A principios de agosto, el invierno se intensificó aún más en el sur de Chile, llevando al Gobierno a declarar el 7 de agosto de 1995 un Estado de Emergencia en la región que abarca desde el Maule hasta Magallanes y la Antártica Chilena. No obstante, la situación se complicó con un temporal calificado por los medios como Terremoto Blanco, debido a su magnitud.

Este fenómeno meteorológico se destacó por temperaturas extremadamente bajas, vientos fuertes y precipitaciones de lluvia y nieve que rara vez se han observado en la historia de Magallanes. Afectó extensas áreas y su periodo crítico transcurrió entre el 10 y el 15 de agosto, cuando se produjeron intensos temporales que empeoraron la situación.

Los temporales causaron el cierre de numerosas rutas y dejaron a buses con pasajeros atrapados en la nieve, además de aislar varias localidades durante días. También se registraron pérdidas en la producción ganadera, suspensión de actividades forestales, interrupción del cruce marítimo hacia Tierra del Fuego y el tránsito internacional terrestre hacia Río Gallegos. Asimismo, hubo contaminación costera por derrames de hidrocarburos debido al varamiento de embarcaciones y daños significativos en la infraestructura portuaria y la industria piscícola.

Movilización

Los reportes del Servicio Meteorológico de la Armada de Chile indicaron un fenómeno global mayor, caracterizado por nevadas y vientos alcanzando hasta 130 km/h, lo que afectó los canales interiores del Estrecho de Magallanes, extendiéndose hacia áreas internas. Las temperaturas mínimas alcanzaron -14°C, creando un escenario devastador en la pampa patagónica.

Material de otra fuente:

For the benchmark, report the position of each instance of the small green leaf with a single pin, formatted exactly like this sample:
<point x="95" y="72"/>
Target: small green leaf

La movilización de recursos de diferentes instituciones, tanto privadas como estatales, incluyendo vialidad, Ejército, Armada, Fuerza Aérea y Carabineros de Chile, permitió activar un operativo multidimensional, trabajando incansablemente a pesar de las adversas condiciones climáticas que a veces superaron -14°C y vientos de 110 km/h.

El 13 de agosto de 1995, en el Retén Dorotea de Carabineros, el cabo 1° Eliecer Medina falleció tras una explosión ocasionada por la ruptura de una cañería de gas por el peso de la nieve acumulada, lo que destruyó completamente el cuartel policial, añadiéndose a la lista de mártires de la institución.

Ante esta compleja situación, la Armada de Chile llevó a cabo múltiples operaciones, con unidades anfibias, de superficie y aeronavales desempeñando un papel crucial, colaborando de manera cercana con otras instituciones de Defensa Nacional y del Orden, así como con organismos gubernamentales.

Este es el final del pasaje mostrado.